Here, it is undisputed that Harris failed to file an administrative claim for damages setting forth "identifying information, the grounds for the claim, a description of injuries, and the amount of the claim... in writing to the district director... in the district in which the taxpayer currently resides," as required by the regulations. 26 C.F.R. §301.7433-1(e). Rather, Harris contends that his March 3, 2005 request for a CDP hearing should be deemed equivalent to an administrative claim for damages and that his technical non-compliance with the statute should be excused. (Plaintiff's Brief in Opposition, p. 4). Venen clearly holds, however, that " a failure to petition the IRS correctly is a failure to exhaust even if the IRS does not inform a taxpayer of proper procedures." Venen, 38 F.3d at 103 (emphasis added); See also, e.g., Amwest, 28 F.3d at 696; Chocallo v. Internal Revenue Service, 2007 WL 2071880 (E.D. Pa. 2007) (holding that plaintiff's letters to the IRS did not satisfy the regulations because there were addressed to a revenue officer and did not allege any unauthorized collection activities); Holt v. Davidson, 441 F.Supp.2d 92, 95-96 (D.D.C. 2006) (dismissing action for failure to exhaust administrative remedies because plaintiff failed to file the appropriate written administrative claim for damages)(citing Venen).

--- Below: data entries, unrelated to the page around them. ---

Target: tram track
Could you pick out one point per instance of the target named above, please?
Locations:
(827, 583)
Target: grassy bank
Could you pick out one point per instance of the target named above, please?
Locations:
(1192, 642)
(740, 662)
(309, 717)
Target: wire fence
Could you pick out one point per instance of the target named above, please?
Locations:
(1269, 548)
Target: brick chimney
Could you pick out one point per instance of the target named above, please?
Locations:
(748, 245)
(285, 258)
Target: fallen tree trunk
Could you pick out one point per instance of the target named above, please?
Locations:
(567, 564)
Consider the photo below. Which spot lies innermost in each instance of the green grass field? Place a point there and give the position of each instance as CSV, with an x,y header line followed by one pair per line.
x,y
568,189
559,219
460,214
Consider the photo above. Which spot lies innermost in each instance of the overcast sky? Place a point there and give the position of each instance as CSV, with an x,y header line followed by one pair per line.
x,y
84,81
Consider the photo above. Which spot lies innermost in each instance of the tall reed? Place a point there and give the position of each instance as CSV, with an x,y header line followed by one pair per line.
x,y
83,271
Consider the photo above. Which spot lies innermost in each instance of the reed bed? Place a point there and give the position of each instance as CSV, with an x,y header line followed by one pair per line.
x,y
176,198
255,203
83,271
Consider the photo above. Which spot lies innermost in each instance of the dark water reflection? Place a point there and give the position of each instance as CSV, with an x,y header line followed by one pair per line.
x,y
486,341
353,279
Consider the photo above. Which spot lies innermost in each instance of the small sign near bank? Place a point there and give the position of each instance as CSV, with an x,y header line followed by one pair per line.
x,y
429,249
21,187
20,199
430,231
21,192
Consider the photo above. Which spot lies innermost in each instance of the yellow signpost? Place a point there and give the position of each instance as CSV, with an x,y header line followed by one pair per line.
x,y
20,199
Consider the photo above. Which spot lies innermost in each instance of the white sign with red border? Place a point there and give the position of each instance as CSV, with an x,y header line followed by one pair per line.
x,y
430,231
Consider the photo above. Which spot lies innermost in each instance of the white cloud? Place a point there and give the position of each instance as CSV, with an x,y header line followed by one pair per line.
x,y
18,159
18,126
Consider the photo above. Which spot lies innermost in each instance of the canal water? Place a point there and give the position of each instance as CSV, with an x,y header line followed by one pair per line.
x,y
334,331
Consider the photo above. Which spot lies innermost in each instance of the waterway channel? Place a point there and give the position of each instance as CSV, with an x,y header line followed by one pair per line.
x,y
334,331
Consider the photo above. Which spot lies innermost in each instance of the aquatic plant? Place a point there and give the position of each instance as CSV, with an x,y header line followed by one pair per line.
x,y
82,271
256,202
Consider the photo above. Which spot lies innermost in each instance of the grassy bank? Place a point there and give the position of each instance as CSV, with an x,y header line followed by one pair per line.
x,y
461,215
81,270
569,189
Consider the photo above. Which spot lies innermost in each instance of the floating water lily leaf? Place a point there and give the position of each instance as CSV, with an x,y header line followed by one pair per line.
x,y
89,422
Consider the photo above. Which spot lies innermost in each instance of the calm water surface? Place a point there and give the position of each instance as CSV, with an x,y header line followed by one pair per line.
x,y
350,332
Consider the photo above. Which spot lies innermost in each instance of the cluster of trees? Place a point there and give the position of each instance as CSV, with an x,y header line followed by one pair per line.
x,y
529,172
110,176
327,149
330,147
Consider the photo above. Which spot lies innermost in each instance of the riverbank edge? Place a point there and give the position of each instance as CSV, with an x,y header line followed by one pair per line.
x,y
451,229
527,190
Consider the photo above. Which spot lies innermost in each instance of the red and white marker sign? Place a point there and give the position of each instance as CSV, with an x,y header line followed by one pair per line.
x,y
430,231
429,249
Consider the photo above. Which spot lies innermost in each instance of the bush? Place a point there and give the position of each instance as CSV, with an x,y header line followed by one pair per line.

Harris argues, in essence, that his noncompliance with the exhaustion requirements should be excused because the IRS misled him by erroneously sending him a letter indicating that he had the right to a CDP hearing. Harris' position appears to be that, by mistakenly offering him the right to apply for a CDP hearing, the IRS created a right to such a hearing, thereby establishing an alternative mechanism for exhausting his administrative remedies notwithstanding the requirements of 26 C.F.R. §301.7433-1(e). Harris cited no authority to support such a proposition, and it is flatly inconsistent with the authority cited above. While Harris does not specifically invoke the doctrine of estoppel, it would not apply here, in any event. Harris has failed to provide any evidence that he detrimentally relied on the government's offer of a CDP hearing ( i.e., that he failed to properly exhaust his administrative claims because of the mistaken proffer of a CDP hearing), or that the government's actions constituted affirmative misconduct.*fn3 As such, I find that I lack jurisdiction to entertain the claims raised by Plaintiff in this case.


For the reasons stated above, Defendant's motion for summary judgment is GRANTED.


AND NOW, this 30th day of March, 2009, and for the reasons set forth in the accompanying Memorandum Opinion,

IT IS HEREBY ORDERED that the Defendant's Motion for Summary Judgment is GRANTED. Judgment is entered in favor of Defendant and against Plaintiff. This matter is dismissed.